1896’dan sonra büyük bir onarım geçirmiş, ahşap olan minaresi yıkılarak yerine tuğla minare yapılmıştır.
1942 kışında ahşap çatısı çökmüştür; yapı kullanılamaz duruma gelmiştir.
1977’de cami derneğince kapsamlı bir restorasyona tâbi tutulduğu, ancak ayrıntılarına dair net bilgi bulunmadığı aktarılır.
1980’de mevcut kalıntıların bulunduğu yer değiştirilmiş ve cami yeniden inşa edilmiştir. Bu sırada yığma moloz taş duvarlar ve şerefeye kadar yıkılmış tuğla minare tamamen ortadan kaldırılmış, cami günümüzdeki hâline kavuşmuştur.
- Öne çıkan özellikleri
İlk inşa döneminde kagir duvarlı ve ahşap minareli küçük bir mescit olarak tasarlanmıştır.
Eski halinde bir oda büyüklüğünde ibadet alanı, kalın dört duvar ve kısa bir tuğla minare bulunur; minareye kadınlar mahfilinden çıkıldığı belirtilir.

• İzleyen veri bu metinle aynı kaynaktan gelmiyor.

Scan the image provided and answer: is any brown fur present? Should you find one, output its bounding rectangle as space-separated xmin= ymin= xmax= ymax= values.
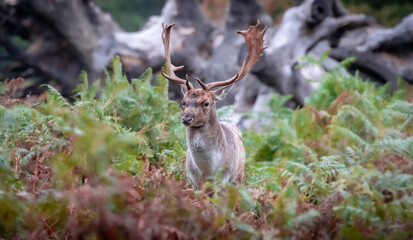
xmin=183 ymin=86 xmax=245 ymax=188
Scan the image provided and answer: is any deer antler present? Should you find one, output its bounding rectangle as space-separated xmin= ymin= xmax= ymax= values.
xmin=201 ymin=20 xmax=268 ymax=90
xmin=161 ymin=23 xmax=193 ymax=90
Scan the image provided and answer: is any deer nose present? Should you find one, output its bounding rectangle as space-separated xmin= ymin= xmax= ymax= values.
xmin=182 ymin=114 xmax=193 ymax=125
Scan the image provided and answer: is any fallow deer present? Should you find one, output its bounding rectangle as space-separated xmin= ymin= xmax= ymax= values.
xmin=161 ymin=21 xmax=266 ymax=189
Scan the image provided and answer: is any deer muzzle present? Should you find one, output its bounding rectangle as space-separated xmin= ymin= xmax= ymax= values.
xmin=182 ymin=113 xmax=194 ymax=126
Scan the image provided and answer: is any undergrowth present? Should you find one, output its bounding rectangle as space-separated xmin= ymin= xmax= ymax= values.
xmin=0 ymin=55 xmax=413 ymax=239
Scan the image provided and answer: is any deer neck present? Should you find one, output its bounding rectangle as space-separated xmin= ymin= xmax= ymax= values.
xmin=186 ymin=108 xmax=226 ymax=151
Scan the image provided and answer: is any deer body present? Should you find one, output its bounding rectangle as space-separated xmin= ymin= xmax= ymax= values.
xmin=186 ymin=104 xmax=245 ymax=188
xmin=161 ymin=22 xmax=265 ymax=189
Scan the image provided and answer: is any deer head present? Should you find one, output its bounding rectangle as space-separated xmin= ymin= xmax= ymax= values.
xmin=161 ymin=21 xmax=267 ymax=127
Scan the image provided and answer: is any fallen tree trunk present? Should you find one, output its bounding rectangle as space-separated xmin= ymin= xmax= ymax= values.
xmin=0 ymin=0 xmax=120 ymax=95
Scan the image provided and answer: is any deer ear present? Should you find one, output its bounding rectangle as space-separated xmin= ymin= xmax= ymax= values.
xmin=213 ymin=84 xmax=234 ymax=101
xmin=181 ymin=84 xmax=188 ymax=95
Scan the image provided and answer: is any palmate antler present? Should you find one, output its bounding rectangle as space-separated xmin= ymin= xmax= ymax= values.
xmin=161 ymin=23 xmax=194 ymax=90
xmin=162 ymin=21 xmax=267 ymax=91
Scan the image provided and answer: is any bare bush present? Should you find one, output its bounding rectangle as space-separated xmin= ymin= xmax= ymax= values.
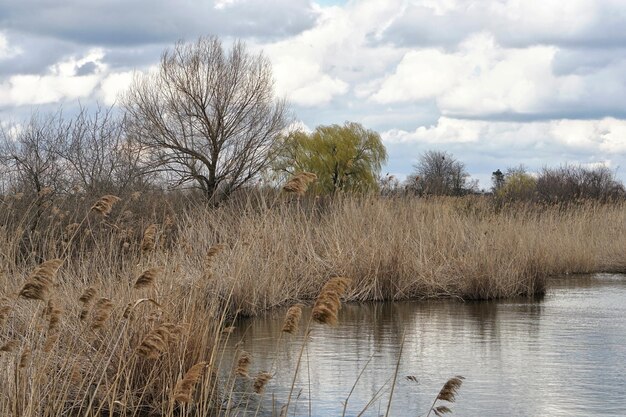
xmin=406 ymin=150 xmax=476 ymax=196
xmin=537 ymin=165 xmax=625 ymax=203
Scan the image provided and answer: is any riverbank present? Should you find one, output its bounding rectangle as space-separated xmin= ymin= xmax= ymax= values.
xmin=0 ymin=193 xmax=626 ymax=417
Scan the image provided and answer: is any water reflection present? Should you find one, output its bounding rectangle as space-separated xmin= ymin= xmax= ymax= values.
xmin=223 ymin=275 xmax=626 ymax=416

Geniş avlusu ve içinde kitabesiz bir kuyu bileziği vardır.
“Pazarbaşı” ünvanı, Osmanlı saraylarına (Padişah Sarayı, Galata Sarayı, Eski Saray Mektepleri vb.) erzak temin eden görevliye verilen addır; bu göreve sıklıkla Enderun kilercilerinden biri getirilirdi.
1709 yılında banisinin vefat ettiği ve camiye defnedildiği de rivayet edilmektedir.